US Treasury yields have plunged this week, defusing a tense January for bond markets and helping stocks find a foothold in the earnings season. The 10-year yield has fallen below 4.5%, its lowest of the year, as January ISM service sector readings showed a surprise drop in prices paid by businesses.
The drop in yields came largely independently of futures thinking on Federal Reserve interest rates, with Fed officials still inclined to ease slowly and gradually. However, recent comments from new Treasury Secretary Scott Bessent suggest that 10-year yields will be brought down rather than cut.
Falling crude oil prices have also calmed the market, while the European Central Bank’s rate cuts last week and Bank of Canada’s decision this week have set a positive tone for central bank easing elsewhere.
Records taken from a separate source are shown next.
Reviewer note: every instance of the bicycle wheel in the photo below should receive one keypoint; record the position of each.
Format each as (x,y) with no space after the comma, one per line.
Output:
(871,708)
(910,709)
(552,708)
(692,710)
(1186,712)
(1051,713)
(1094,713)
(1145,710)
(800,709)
The Bank of England is expected to cut its key policy rates on Thursday, with at least two more cuts pencilled in by markets.
European stocks reached another record high, driven by gains in the tech sector, while Mainland Chinese and Hong Kong indexes advanced smartly despite US tariff rises and retaliatory measures from Beijing. US corporate earnings are set to continue providing direction for markets later this week, with Amazon due to report after the close on Thursday.
Key developments include Bank of England policy decisions, US January layoffs data, and Fed Governor Christopher Waller’s speech, which will provide insight into the Federal Reserve’s stance on interest rates.